Pagábamos de alquiler mil pesetas al mes, que no era poco si añadimos que se trataba de una ruina. Tenía goteras. Las ventanas encajaban mal; el cemento del patio estaba roto; las paredes, desconchadas; las vigas, podridas… Entre la puerta que daba al jardín de delante y la que daba al patio de atrás había durante el invierno una corriente constante (y cortante) de aire frío, un punzón invisible que llegaba hasta la médula de la vivienda. No sé si es científicamente posible tener frío en la médula, pero ahí es donde se instaló, en el tuétano de cada uno de nosotros y en el tuétano del grupo familiar, cuando nos trasladamos desde Valencia a Madrid. Yo contaba seis años.

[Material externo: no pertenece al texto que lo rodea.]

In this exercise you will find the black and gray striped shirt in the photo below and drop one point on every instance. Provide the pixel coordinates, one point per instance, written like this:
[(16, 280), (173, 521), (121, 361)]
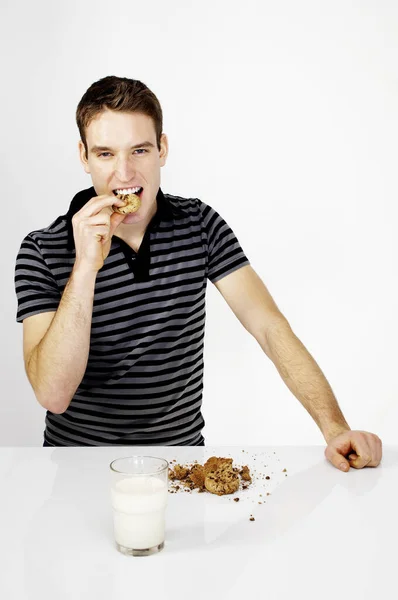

En el principio fue el frío. El que ha tenido frío de pequeño, tendrá frío el resto de su vida, porque el frío de la infancia no se va nunca. Si acaso, se enquista en los penetrales del cuerpo, desde donde se expande por todo el organismo cuando le son favorables las condiciones exteriores. Calculo que debe de ser durísimo proceder de un embrión congelado.